Текст книги "У любви четыре руки"
Автор книги: Лида Юсупова
Соавторы: Маргарита Меклина
Жанр:
Прочая проза
сообщить о нарушении
Текущая страница: 4 (всего у книги 10 страниц)
Наши просьбы – следы на песке. Каждый накладывает на молитву свой след. Души сожженных и заживо сброшенных в ров прорастут сквозь дерн времен и превратятся в деревья из букв. Буквы тянут руки из могилы, из молитвы к живущим. Сокращая сказанные нашими предками слова, мы укорачиваем со словами их души. Проговаривая прегрешения, мы их осязаем во рту. Осознаем НА языке. Заносимые в вотчину Ворда, они трепещут у нас на кончиках пальцев. Проступки проступают сквозь кожу. Мать как-то сказала: на тебе печати негде поставить. Я в ответ сплюнула: да на мне виден уже весь алфавит! Приехала, поцеловала в щеку, в плечо, прижалась к плечу, прости, с плеча не руби, пощади мать.
…знаешь, я хочу в Сосновку поехать, туда, где был мой детдом… посмотреть, узнаю ли тропку, выражение елей, хвойных гусениц, заусенцы осененных закатом скамеек, запрокинутую голову солнца…
Все озвученное ты исполняешь, но самое сложное – это назвать. Отсюда немота, когда неимущим не по карману своя нищета, когда жаждущие не в состоянии выплеснуть жажду, а ушибленные криками о помощи не передают свою боль. Сообщение (наземное, воздушное, электронное) между нами так совершенно, что мы сами возводим преграды, чтобы отдалить встречу с тобой. Изнывая от жары и безве(т)рия, волоча на себе крест, мы тащимся за тридевять земель к заповедным местам (святой воде, монастырям, родникам), чтобы с помощью отдаления встречи попытаться сказать тебе то, чего не можем сказать.
…Опухоль Opus Dei, вспоминая, как женщины при оргазме упоминали тебя, я понимаю, что гной – это твой гнев, онкология – онтология, рак – рачение или твое расточительство, метастазы – метания, а мое тело – инструмент разговора с тобой. Мой языческий Бог в языке, ведь как только скован язык – на теле поселяются язвы. Когда пустует мой лист, на коже появляются пустулы. Язык – мои религия и регалии, а Grammaris God. [14]
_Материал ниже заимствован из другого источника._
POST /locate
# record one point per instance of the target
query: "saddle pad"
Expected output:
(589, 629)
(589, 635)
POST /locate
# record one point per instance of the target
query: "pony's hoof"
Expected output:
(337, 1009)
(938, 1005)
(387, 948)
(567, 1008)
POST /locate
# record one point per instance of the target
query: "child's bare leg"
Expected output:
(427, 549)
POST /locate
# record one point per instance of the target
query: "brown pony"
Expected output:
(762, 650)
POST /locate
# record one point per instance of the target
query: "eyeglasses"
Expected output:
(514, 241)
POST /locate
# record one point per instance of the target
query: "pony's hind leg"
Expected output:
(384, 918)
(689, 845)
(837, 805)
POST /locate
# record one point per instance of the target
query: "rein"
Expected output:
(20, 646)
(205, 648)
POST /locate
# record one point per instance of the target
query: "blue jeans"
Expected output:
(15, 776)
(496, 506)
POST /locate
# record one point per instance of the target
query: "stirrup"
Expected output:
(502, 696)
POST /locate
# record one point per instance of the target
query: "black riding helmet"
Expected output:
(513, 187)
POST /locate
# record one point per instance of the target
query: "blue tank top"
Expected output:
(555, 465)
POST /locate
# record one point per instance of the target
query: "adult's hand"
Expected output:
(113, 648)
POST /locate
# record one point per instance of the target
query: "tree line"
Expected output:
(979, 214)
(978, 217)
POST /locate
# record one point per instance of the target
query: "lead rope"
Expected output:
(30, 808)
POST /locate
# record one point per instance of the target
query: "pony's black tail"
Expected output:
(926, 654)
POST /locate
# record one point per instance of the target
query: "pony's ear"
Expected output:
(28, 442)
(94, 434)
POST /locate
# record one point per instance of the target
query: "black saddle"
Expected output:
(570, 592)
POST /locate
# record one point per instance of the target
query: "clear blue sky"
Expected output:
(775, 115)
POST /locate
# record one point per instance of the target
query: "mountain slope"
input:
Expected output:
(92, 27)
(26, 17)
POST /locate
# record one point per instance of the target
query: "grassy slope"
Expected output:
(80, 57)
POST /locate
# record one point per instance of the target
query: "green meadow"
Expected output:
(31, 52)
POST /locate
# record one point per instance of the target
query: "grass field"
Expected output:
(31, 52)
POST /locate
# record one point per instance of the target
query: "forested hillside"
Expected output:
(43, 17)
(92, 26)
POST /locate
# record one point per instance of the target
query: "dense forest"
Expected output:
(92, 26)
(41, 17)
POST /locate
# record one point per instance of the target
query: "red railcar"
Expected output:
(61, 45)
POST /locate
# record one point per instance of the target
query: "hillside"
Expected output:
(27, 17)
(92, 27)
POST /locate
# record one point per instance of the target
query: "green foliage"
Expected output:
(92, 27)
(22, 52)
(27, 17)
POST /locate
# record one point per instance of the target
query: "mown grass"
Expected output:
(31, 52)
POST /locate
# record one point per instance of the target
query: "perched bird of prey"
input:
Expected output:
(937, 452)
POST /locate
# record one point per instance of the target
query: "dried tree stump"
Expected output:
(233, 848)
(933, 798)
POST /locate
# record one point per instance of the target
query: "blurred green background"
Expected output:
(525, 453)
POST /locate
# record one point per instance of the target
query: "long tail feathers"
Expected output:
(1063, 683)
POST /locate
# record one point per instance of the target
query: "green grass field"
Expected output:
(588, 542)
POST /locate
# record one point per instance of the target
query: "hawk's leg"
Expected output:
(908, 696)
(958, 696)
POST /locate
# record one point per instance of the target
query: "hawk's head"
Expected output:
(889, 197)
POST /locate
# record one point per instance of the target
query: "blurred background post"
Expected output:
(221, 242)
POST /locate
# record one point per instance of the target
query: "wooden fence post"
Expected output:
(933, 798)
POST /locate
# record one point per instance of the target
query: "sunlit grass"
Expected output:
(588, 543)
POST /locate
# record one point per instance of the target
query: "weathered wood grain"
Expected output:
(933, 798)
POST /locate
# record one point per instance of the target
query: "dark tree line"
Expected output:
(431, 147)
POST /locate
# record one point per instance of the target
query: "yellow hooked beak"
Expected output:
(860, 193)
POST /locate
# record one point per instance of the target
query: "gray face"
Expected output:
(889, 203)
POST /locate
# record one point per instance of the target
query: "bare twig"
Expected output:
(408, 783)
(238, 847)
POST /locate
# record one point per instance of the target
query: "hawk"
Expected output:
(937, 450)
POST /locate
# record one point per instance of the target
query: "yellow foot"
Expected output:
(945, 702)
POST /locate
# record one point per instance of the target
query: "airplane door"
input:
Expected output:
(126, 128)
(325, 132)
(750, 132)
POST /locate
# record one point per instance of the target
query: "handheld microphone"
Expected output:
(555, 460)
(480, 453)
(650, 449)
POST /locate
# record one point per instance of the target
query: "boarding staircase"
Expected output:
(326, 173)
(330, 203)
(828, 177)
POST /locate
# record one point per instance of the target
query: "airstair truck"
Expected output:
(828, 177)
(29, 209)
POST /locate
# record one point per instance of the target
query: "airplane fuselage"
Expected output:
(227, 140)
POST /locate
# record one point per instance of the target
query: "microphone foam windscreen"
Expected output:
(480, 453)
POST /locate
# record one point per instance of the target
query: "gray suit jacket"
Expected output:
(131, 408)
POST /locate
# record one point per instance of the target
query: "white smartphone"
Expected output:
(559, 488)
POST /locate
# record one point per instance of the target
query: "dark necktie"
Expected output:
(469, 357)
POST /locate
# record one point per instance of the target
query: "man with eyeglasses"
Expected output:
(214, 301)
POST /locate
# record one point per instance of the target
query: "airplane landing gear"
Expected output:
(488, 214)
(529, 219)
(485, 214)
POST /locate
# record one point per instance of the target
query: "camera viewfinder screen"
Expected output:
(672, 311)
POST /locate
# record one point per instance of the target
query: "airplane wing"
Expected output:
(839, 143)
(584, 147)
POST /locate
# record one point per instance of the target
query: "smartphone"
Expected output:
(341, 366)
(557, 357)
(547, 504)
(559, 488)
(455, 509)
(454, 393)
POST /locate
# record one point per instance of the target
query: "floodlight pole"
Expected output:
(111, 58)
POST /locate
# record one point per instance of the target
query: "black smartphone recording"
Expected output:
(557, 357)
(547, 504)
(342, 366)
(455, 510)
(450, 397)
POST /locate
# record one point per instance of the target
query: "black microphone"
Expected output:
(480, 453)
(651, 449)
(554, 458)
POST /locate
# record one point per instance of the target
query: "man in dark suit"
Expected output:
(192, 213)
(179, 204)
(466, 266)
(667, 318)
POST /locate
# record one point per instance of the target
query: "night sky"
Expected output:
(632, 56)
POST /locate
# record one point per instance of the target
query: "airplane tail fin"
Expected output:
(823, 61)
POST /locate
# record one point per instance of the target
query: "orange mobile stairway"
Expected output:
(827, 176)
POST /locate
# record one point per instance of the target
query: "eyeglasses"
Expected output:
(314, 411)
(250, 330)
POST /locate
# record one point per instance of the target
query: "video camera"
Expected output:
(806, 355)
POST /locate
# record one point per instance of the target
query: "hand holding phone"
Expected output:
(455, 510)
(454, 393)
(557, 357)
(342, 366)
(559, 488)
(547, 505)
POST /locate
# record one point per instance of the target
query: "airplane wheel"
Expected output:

Пройти четыре ступени. Дыши глубоко и спокойно, дыши!
Марьяна дышала.
Дыши непрерывно, дыши, положи руки одна на другую, дыши.
Марьяна дышала.
Вдыхая – до десяти, выдыхая – считай до пяти.
Марьяна дышала.
Десять на пять, десять на пять, повторяй опять и опять. Пока без веры не сможешь поверить. Пока без счета не сможешь считать.
Марьяна считала.
Почувствуй, когда десять и пять. Тщетно? Попробуй опять. При вдохе держи yudu kamatz в голове.
Марьяна держала.
Выдыхаешь – heh в сердце.
Марьяна выдыхала. У нее был hehв сердце.
Вдох – yaaaa в голове.
Марьяна дышала.
Выдох – hhhh.
Марьяна дышала, жила.
Min hametzar karati Ya-H, anani bemerchav Ya-H.
Из своей ограниченности и нужды я воззвала к Б-гу, и Б-г ответил мне необъятностью.
V
Наутро была суббота. Сын сидел в комнате и читал. «Тебе нравится?» – спросила она. «Очень!» – глаза сына блеснули. «Я чувствую, что В. похож на меня. Его наружная жесткость, неуверенность с женщинами, страсть к своему полу, его внутренние сентиментальность и стыд…» «Страсть к чему?..». – прервала Марьяна. «В твоем возрасте – а тебе столько же, сколько мне в начале первой главы – не стоит застолбляться на этих вещах. Не следует быть слишком уверенным в том, что… В общем, ни в чем». Сын прислонился спиной к книжной полке, как бы охраняя Марьяну от ее собственных книг. «Мама, можно цитату?» «Ты и есть эта цитата. Мать пишет про геев – и вот он, послушный доверчивый сын!»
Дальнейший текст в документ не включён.